Yes, many other games let players find information if it's logical to do so, and available. MotW lets players find information when the keeper has only a dim sense of its availability. If a hunter hits on investigate and supplies the right fictional explanation, I'm obliged to give them an answer, even if I didn't consider that the vampire left some bloody rags at the scene of its last attack.

I might have no sense of the availability of that clue before the hunter starts investigating, but their fictional positioning and the rules compel me to make those rags (or something like them) appear. My prep informs the sorts of things the hunters can investigate and roll for but, likewise, the results of their moves inform what information is and isn't available. The rules forbid me from saying "you find nothing" when a hunter hits on investigate.
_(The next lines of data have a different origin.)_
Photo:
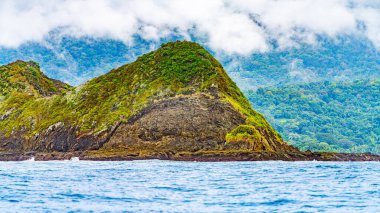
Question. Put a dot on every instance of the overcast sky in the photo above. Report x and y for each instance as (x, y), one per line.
(233, 27)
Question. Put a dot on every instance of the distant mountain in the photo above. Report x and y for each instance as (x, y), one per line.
(324, 116)
(177, 100)
(343, 59)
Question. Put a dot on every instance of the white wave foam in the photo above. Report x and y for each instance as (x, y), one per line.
(74, 159)
(31, 159)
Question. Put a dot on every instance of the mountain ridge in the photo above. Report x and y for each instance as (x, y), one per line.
(177, 99)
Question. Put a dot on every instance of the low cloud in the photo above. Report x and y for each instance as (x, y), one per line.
(233, 27)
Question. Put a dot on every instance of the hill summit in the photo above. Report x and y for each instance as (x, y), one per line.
(173, 103)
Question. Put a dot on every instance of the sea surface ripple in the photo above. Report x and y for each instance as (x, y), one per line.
(168, 186)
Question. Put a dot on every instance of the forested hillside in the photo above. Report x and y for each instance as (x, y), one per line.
(324, 116)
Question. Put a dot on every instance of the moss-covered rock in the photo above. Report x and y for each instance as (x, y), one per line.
(175, 99)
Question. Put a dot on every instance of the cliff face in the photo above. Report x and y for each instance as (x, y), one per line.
(173, 100)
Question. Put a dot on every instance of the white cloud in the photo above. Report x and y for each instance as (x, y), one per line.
(238, 26)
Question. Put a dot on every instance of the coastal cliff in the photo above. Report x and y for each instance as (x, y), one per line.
(173, 103)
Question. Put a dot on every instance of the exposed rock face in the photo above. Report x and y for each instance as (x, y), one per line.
(173, 103)
(185, 123)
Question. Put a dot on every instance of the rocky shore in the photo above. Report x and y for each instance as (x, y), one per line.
(196, 156)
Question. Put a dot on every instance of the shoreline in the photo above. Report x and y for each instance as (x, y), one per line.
(196, 156)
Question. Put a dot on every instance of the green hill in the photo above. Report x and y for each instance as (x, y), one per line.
(175, 99)
(324, 116)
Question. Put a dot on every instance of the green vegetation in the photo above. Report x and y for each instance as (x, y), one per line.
(324, 116)
(32, 102)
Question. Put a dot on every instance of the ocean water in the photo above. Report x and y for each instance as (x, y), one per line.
(167, 186)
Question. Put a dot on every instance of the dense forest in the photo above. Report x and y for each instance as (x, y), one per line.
(324, 116)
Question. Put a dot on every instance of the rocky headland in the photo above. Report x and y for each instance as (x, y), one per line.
(175, 103)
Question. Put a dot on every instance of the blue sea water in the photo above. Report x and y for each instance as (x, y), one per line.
(168, 186)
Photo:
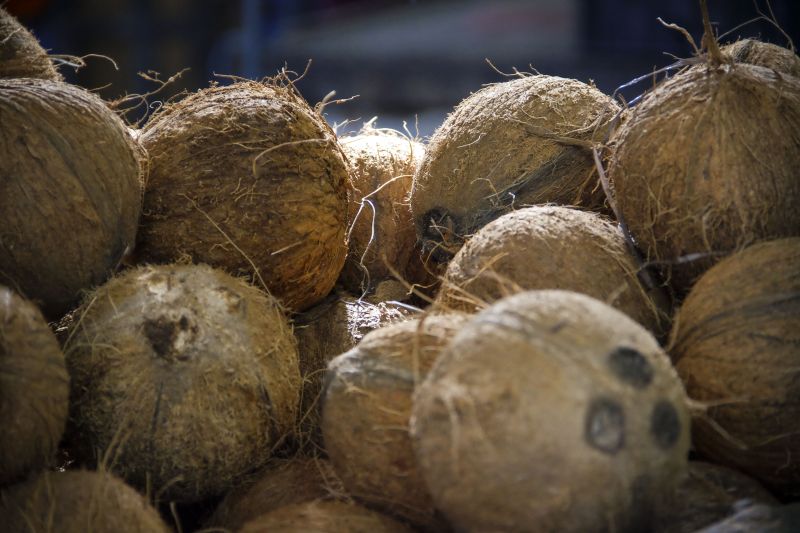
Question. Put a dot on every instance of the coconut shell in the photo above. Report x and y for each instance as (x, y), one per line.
(707, 163)
(549, 247)
(551, 411)
(250, 179)
(185, 376)
(496, 152)
(34, 389)
(70, 191)
(381, 228)
(324, 517)
(77, 501)
(365, 412)
(735, 344)
(21, 55)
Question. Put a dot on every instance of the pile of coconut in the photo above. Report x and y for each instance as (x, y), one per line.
(543, 318)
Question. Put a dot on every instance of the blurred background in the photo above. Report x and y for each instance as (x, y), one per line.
(407, 60)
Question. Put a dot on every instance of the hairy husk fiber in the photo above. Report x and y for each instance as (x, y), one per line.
(34, 389)
(365, 411)
(549, 247)
(551, 411)
(707, 164)
(70, 191)
(183, 376)
(735, 344)
(496, 151)
(77, 501)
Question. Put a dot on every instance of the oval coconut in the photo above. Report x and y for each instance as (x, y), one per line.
(70, 191)
(549, 247)
(551, 411)
(21, 55)
(34, 389)
(735, 344)
(501, 148)
(381, 228)
(186, 376)
(707, 164)
(365, 411)
(323, 517)
(77, 501)
(250, 179)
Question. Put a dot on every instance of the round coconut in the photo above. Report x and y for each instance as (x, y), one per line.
(735, 345)
(21, 55)
(67, 164)
(507, 145)
(365, 411)
(185, 376)
(323, 517)
(77, 501)
(707, 163)
(381, 229)
(709, 494)
(248, 178)
(755, 52)
(550, 247)
(554, 409)
(34, 389)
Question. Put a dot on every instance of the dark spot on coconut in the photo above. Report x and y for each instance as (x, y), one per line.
(605, 425)
(631, 366)
(665, 425)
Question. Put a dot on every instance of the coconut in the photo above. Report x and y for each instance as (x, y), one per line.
(707, 163)
(68, 164)
(34, 389)
(735, 346)
(755, 52)
(185, 376)
(382, 232)
(21, 55)
(549, 247)
(77, 501)
(365, 412)
(323, 516)
(250, 179)
(507, 145)
(551, 411)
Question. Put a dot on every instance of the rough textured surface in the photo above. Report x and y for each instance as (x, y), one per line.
(696, 174)
(21, 56)
(551, 411)
(365, 412)
(70, 191)
(495, 152)
(77, 501)
(735, 344)
(250, 179)
(382, 229)
(34, 389)
(549, 247)
(186, 376)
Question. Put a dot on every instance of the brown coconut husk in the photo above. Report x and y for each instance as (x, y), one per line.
(365, 411)
(735, 346)
(34, 389)
(510, 144)
(248, 178)
(70, 196)
(550, 247)
(381, 229)
(324, 517)
(554, 409)
(21, 55)
(77, 501)
(183, 379)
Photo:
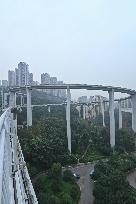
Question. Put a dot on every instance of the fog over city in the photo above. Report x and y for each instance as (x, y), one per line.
(90, 42)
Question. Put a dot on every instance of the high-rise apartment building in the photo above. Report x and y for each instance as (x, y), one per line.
(23, 74)
(45, 78)
(16, 77)
(11, 78)
(5, 83)
(53, 80)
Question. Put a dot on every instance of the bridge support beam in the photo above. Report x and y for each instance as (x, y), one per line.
(49, 109)
(84, 112)
(68, 119)
(112, 118)
(134, 112)
(103, 114)
(29, 108)
(21, 100)
(120, 115)
(12, 99)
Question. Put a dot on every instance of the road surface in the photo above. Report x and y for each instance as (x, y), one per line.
(85, 183)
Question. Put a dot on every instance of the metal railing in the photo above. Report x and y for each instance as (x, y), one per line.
(15, 183)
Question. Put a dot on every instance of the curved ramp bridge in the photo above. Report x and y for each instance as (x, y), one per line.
(15, 183)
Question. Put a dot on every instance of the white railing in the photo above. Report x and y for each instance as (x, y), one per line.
(15, 183)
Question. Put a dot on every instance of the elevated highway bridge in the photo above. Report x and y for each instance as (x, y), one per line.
(15, 183)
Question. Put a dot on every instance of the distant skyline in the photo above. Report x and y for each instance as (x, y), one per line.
(78, 41)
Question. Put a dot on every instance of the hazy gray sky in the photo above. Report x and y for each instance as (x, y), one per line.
(79, 41)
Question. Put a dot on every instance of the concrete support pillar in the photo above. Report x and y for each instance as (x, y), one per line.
(68, 119)
(21, 100)
(29, 108)
(112, 118)
(120, 115)
(84, 112)
(5, 100)
(15, 99)
(102, 111)
(49, 109)
(12, 99)
(2, 105)
(134, 112)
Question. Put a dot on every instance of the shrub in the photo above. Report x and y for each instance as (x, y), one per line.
(68, 176)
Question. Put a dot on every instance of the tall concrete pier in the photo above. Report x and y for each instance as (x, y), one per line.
(68, 119)
(112, 118)
(29, 108)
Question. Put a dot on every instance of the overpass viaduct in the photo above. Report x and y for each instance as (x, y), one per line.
(110, 89)
(15, 183)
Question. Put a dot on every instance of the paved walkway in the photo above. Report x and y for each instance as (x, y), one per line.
(85, 183)
(132, 179)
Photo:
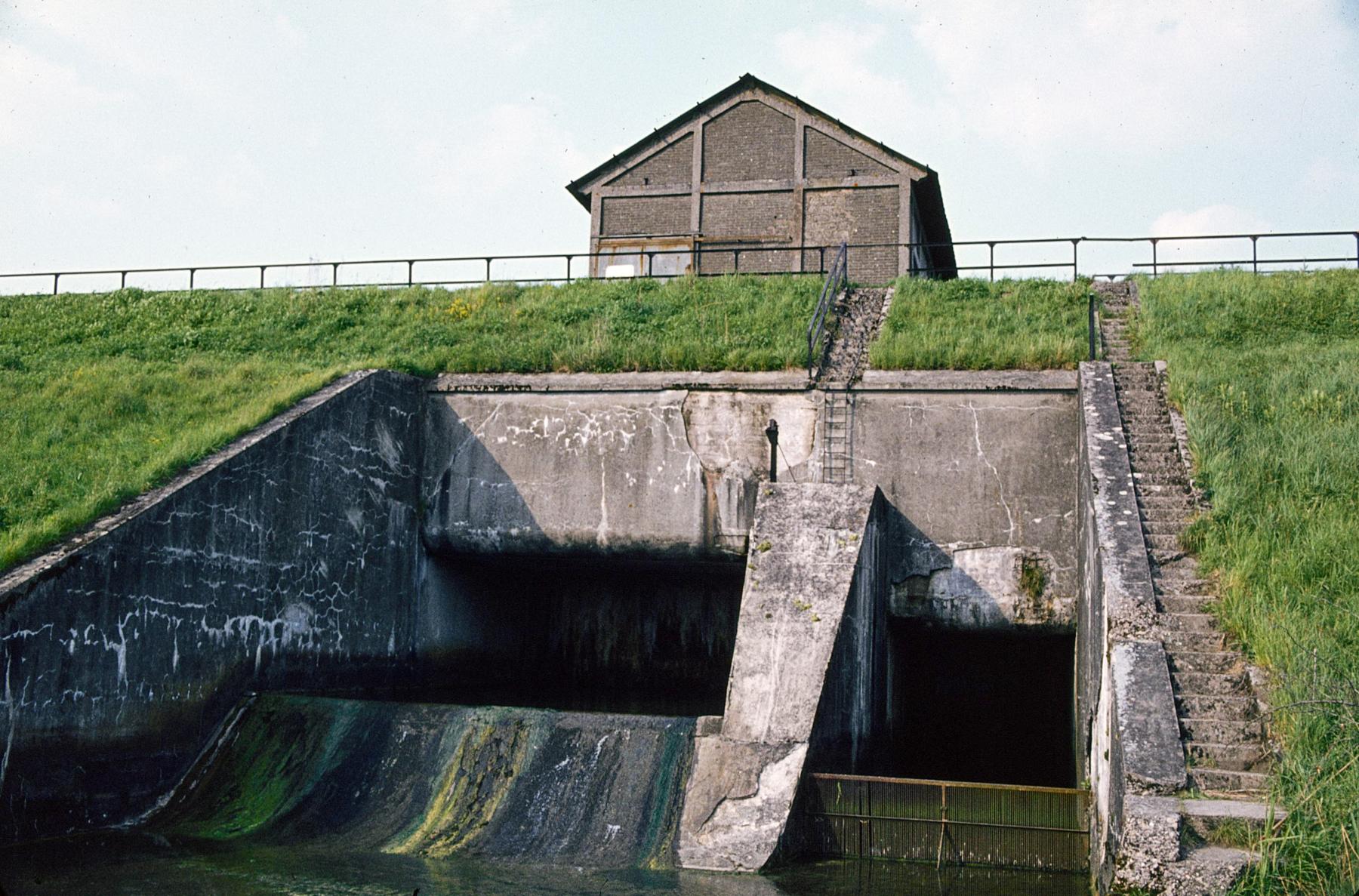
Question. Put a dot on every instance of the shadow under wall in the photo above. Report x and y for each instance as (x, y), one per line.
(579, 633)
(982, 706)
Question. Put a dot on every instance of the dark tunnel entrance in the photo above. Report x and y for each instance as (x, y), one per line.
(597, 634)
(991, 707)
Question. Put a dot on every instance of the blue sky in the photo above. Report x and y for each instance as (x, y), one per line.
(149, 134)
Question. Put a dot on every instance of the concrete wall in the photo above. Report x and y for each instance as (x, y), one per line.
(1126, 716)
(285, 559)
(983, 468)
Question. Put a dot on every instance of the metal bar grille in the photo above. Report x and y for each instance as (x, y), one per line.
(855, 816)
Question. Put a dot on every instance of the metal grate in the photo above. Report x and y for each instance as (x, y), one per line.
(942, 821)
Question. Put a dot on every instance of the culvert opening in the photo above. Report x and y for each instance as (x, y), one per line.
(994, 707)
(597, 634)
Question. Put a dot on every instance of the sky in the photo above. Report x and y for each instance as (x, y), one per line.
(195, 134)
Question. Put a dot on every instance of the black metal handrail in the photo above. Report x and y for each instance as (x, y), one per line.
(1157, 264)
(836, 280)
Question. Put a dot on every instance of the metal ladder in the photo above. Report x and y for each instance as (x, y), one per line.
(836, 438)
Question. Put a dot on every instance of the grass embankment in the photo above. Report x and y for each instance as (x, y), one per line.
(1267, 371)
(105, 396)
(980, 325)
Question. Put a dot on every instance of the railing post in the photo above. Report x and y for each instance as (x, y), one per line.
(1090, 324)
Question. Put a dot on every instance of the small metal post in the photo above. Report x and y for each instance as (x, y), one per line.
(1090, 325)
(772, 434)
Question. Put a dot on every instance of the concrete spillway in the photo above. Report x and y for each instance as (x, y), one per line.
(424, 779)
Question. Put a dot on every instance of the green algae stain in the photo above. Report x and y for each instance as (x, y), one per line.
(263, 768)
(482, 771)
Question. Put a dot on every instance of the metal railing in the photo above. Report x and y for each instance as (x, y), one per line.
(713, 260)
(836, 280)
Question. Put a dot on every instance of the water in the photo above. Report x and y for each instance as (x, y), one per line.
(149, 865)
(324, 797)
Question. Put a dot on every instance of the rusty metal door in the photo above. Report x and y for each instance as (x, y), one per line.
(944, 821)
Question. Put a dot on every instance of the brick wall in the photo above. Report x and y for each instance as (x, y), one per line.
(673, 166)
(749, 142)
(827, 157)
(621, 215)
(855, 215)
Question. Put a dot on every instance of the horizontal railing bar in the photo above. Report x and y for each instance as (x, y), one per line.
(951, 823)
(949, 784)
(698, 251)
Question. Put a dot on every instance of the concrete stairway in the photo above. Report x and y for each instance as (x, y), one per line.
(1226, 747)
(858, 316)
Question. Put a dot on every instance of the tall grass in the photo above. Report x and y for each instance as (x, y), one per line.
(978, 325)
(1267, 371)
(103, 396)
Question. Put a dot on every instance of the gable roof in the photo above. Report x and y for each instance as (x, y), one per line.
(929, 198)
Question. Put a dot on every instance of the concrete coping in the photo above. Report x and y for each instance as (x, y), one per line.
(764, 381)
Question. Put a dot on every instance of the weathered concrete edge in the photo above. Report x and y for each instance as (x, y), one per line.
(766, 381)
(20, 578)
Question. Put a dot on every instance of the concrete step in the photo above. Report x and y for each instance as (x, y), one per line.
(1222, 683)
(1206, 816)
(1219, 663)
(1207, 869)
(1223, 731)
(1189, 622)
(1176, 602)
(1211, 706)
(1163, 543)
(1250, 756)
(1225, 781)
(1199, 642)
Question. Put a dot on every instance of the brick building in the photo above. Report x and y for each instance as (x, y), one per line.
(750, 178)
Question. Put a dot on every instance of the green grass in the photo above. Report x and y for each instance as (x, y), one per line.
(978, 325)
(1267, 371)
(105, 396)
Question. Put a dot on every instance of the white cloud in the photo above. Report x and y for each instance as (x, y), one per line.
(1209, 220)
Your second point about "protecting" NPCs and "keeping them alive" is a little unclear--could you explain a bit more about the comparison you're drawing between MotW and "most RPGs"? To me it seems you're saying it's easier, in MotW, to apply the rules for bystander, minion, and monster creation to create an NPC that the hunters cannot eventually kill (or otherwise remove from the action).

That may well be true! However it's not an issue, because your principles say that "nothing is safe." Even if you can protect an NPC using the rules, you shouldn't, because your agenda is to "play to find out what happens" and to make sure that nothing is safe.